No entanto, quando a possibilidade de Exit é mais viável, seja literalmente mudando-se para outro país, ou simplesmente trabalhando para empresas de fora ou comprando ativos externos, o impacto na organização começa a ser mais perceptível e doloroso.
O país não quer ver sua arrecadação diminuindo. Não quer perder seus talentos. Não quer ver sua moeda desvalorizando. Não quer sua população comprando ativos cuja tributação é difícil ou impossível, como algumas criptos.
Neste cenário a organização terá duas reações: A) aumentar as barreiras do Exit ou B) ser mais responsivo à Voz da população.
A) As barreiras do Exit geralmente acontecem através do aumento do custo financeiro/político da saída, como impostos para movimentação de capital offshore, taxação de compras internacionais, censura, bloqueio de passaporte, e literalmente muros; e
B) o custo social/emocional, que se dá através de rótulos como "traição" ou "dissidência", e de campanhas patrióticas através de intensa e constante propaganda política, o que gera o fenômeno da Lealdade (Loyalty), que tem um papel emocional considerável na decisão de Sair.
Se este movimento de criação de atrito não tem resultados, e o Exit continua sendo uma possibilidade clara e real para a população, a única alternativa para o governo é reformar sua estrutura interna para corrigir os problemas (ou negar a situação até o colapso).
Por isso, se a liderança política atual não for responsiva, apenas mobilizações não serão efetivas, não importa o quão barulhento sejam os movimentos.

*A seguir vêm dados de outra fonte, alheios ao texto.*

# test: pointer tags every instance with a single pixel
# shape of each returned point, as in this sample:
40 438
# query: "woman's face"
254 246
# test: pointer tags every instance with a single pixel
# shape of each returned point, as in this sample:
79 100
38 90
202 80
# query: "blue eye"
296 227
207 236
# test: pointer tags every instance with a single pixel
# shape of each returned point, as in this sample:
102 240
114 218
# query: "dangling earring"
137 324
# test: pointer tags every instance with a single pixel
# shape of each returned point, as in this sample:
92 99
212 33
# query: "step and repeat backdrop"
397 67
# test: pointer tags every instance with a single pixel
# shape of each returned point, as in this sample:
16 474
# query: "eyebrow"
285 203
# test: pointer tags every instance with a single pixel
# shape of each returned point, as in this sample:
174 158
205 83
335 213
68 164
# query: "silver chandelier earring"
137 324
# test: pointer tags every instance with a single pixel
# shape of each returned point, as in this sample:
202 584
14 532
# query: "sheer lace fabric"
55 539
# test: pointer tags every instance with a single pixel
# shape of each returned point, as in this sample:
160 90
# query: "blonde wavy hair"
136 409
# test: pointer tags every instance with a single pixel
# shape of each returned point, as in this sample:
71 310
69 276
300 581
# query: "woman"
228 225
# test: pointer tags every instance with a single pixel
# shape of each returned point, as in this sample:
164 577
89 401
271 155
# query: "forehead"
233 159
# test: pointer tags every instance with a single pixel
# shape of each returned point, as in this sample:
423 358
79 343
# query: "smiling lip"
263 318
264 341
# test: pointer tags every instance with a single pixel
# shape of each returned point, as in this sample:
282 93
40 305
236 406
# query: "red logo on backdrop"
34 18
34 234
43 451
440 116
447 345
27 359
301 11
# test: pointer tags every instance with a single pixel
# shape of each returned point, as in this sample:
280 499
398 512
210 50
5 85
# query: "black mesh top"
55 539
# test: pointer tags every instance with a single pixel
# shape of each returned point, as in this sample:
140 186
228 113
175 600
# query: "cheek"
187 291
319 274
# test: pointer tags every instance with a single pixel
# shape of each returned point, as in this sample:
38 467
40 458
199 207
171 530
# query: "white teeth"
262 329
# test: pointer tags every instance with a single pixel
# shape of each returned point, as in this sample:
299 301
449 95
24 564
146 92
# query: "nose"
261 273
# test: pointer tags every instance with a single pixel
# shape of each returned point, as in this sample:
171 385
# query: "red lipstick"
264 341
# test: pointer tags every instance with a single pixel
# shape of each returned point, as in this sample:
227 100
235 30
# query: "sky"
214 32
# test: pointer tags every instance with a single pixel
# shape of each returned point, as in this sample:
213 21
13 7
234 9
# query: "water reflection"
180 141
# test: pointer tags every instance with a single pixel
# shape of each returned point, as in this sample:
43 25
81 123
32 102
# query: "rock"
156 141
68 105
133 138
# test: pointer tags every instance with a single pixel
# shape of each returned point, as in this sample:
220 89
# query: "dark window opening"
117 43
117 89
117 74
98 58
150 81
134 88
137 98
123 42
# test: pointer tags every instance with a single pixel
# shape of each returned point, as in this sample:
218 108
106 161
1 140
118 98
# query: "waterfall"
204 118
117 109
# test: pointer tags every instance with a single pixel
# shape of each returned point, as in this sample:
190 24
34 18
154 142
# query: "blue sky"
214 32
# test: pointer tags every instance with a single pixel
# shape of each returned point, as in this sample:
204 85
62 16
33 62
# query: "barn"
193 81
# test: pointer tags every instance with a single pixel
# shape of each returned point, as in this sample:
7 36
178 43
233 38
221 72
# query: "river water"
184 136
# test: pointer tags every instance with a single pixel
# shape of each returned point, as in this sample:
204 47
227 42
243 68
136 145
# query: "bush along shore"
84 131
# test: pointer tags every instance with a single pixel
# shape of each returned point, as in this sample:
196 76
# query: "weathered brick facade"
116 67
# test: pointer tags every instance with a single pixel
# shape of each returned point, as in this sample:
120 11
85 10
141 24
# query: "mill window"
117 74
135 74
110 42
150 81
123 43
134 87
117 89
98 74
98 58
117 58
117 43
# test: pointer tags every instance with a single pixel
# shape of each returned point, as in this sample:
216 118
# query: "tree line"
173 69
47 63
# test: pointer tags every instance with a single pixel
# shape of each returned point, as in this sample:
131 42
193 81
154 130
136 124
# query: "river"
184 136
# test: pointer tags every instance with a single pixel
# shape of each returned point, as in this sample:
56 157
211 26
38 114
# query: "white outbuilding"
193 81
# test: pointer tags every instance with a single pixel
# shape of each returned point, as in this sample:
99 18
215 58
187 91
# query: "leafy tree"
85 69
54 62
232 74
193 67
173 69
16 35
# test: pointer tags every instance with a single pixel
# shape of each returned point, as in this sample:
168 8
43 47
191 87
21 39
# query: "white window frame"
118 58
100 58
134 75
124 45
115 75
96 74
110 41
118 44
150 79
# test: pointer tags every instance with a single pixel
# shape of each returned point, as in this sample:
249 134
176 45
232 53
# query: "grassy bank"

Basta olhar o histórico brasileiro para perceber o quão pouco transformadores foram as reivindicações nas últimas décadas.
No entanto, com o advento da Internet, da mobilidade, do trabalho remoto, e dos cripto ativos, a quantidade de portas para o Exit aumentou massivamente.
Esse fenômeno é nossa principal arma para aumentar a efetividade da Voz e talvez atingir algum nível de reforma. Com capital, talentos e narrativas extrapolando as fronteiras brasileiras, o governo será atingido de forma muito mais certeira. Aqueles que optarem por ficar, terão sua Voz mais ouvida e sempre poderão usar o Exit como ameaça real (explícita ou implícita) na sua argumentação com a liderança política.
Portanto, defender a possibilidade de saída, e até mesmo fazer suas malas em direção a outros destinos, é uma das mais poderosas atitudes se você tem alguma esperança em transformar o país.
Embora paradoxal, é na possibilidade e materialização do Exit que sua Voz se torna mais poderosa e eficaz.